Expert calls for concerted effort to fight HIV as cases are on the rise

The year 1981 marked the first known appearance of a disease that did not have a name, no clear origin and with no known procedure on how to test it, much more treat it. And the saddest part of it all is that patients die in a span of a few months.

Eventually, it was identified to be a human immunodeficiency virus or simply HIV, which wreaks havoc on one’s immune system, making the human body susceptible to an array of infections, even some forms of cancer.

If not treated early and effectively, HIV infection over the years can become more advanced, leading to what is called Acquired Immunodeficiency Syndrome or simply AIDS, which can inflict infections and other severe long-term medical problems.

And don’t even attempt to take it lightly because AIDS has already claimed the lives of 40.1 million people more than 40 years ago, making it a truly major global public health issue.

HIV: what is it really?

According to Dr. Sybil Lizanne Bravo, Division Chief, Infectious Disease, Clinical Associate Professor, Department of Obstetrics and Gynecology, UP College of Medicine, during the recent webinar titled “HIV sa Panahon ng Covid-19” organized by the University of the Philippines together with UP Manila NIH National Telehealth Center and in cooperation with UP Philippine General Hospital, HIV is an infection that attacks the immune system, specifically the white blood cells, and weakens an individual’s immunity against the so-called “opportunistic” infections, those that happen or are more severe in people with weakened immune systems than those with healthy ones such as tuberculosis, fungal infections, severe bacterial infections, select types of cancers.

Up to now, there’s still no known cure For HIV which can progress to AIDS if not treated.

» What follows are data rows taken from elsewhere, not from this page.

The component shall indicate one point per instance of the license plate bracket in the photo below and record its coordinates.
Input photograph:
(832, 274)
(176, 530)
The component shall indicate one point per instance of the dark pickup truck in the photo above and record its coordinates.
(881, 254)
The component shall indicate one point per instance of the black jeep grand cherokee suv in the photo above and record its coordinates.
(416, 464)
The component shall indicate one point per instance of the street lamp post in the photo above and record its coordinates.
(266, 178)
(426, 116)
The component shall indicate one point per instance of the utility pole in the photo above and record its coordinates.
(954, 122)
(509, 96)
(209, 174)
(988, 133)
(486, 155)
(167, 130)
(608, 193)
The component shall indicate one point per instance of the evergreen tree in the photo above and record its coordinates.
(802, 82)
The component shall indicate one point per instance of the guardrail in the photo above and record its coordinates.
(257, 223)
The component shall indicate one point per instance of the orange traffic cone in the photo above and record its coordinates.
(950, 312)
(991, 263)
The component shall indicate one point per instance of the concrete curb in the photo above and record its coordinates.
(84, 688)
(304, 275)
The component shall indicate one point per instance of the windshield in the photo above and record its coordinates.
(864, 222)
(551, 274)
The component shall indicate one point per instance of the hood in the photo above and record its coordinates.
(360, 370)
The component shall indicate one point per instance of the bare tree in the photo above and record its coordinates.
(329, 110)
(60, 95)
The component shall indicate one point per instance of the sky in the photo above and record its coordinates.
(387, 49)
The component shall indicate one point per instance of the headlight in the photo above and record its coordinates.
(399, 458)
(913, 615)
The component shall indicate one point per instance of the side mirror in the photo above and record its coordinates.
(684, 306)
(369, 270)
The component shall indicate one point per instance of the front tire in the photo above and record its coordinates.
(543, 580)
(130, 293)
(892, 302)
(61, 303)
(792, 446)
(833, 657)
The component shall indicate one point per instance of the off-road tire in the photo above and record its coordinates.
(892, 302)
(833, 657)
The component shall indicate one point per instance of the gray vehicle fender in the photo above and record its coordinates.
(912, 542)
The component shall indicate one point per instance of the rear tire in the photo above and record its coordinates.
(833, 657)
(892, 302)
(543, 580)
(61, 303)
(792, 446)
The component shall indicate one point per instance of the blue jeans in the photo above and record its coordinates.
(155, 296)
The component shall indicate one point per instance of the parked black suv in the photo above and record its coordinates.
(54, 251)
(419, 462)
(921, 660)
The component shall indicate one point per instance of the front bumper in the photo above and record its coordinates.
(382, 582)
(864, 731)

But with advanced medical care, AIDS can now be suppressed through proper medical care and prevent the infection from spreading, allowing HIV-infected people to live long, healthy lives and protect their partners through effective HIV treatment.

There are two HIV types, the most common being HIV1 while HIV2 is the rare one. There are also many risk factors like having multiple sexual partners, unprotected sex, sexually transmitted infection, even accidental needle stick injuries, among others. Most common symptoms include sore throat, fever, night sweats, swollen lymph nodes, chills, fatigue, rash, and muscle aches. There are three stages: acute HIV infection on the first stage, followed by chronic HIV infection, then AIDS, which is the third stage.

Testing can be done through Rapid HIV Diagnostic Algorithm (rHIVda), while the other is a confirmatory test that combines two or three Rapid Diagnostic Test (RDT) formats done in parallel or in sequence.

How is HIV in the country during the pandemic?

Currently, the Philippines has the fastest-growing HIV epidemic in Asia so that’s really shocking news, according to Dr. Bravo. She said there was a 237-percent increase in annual new HIV infections from 2010 to 2020, and AIDS-related deaths increased by 315 percent.

“We see that the estimated number of people living with HIV will triple in about eight years or by 2030 and reach more than 330,000 so that’s really bad news,” she said.

According to the HIV/AIDS and ART Registry of the Philippines as of July 2022, there were 1,346 total reported cases in July 2022, with 41 average cases per day from January to July 2022. There were 1,273 males and 73 females infected, with 399 having advanced HIV disease, and 70 total reported deaths. The top four regions are Metro Manila, Calabarzon, Central Luzon and the Visayas region, and male-to-male mode of transmission is the highest at 65 percent, with eight cases among newly diagnosed pregnant women.

“In the PGH, the peak was in 2019 just before the pandemic with 40 patients in one year. Now, during the pandemic, it slowed down, which we attributed to decreased testing and delivery in tertiary centers,” Dr. Bravo pointed out.

With the HIV situation now in this pandemic, Dr. Bravo said they noted lower condom use in the general population from 26 percent down to 17 percent, and amid community restrictions, there was still a sustained elevated level of high-risk behavior, particularly among men who have sex with men (MSM).

“Because of the pandemic, there were disruptions in service delivery where HIV testing decreased since many primary-care facilities and tertiary-care institutions were converted to Covid-19 hospitals, so treatment rates really dropped,” she continued.

Even if the HIV situation in the country can be quite depressing, Dr. Bravo said there is still hope in reversing the trend of new infections by reducing new cases to below 7,000 this year.

“With all sectors working hand-in-hand, we should be able to achieve the ‘90-95-95’ (90 percent prevention coverage, 95 percent diagnosis coverage, 95 percent treatment coverage) plan of the World Health Organization to prevent this epidemic from becoming the worst in the history of all infections. We should also revive HIV care facilities and diagnostics and hope to be able to reverse the HIV epidemic,” she said.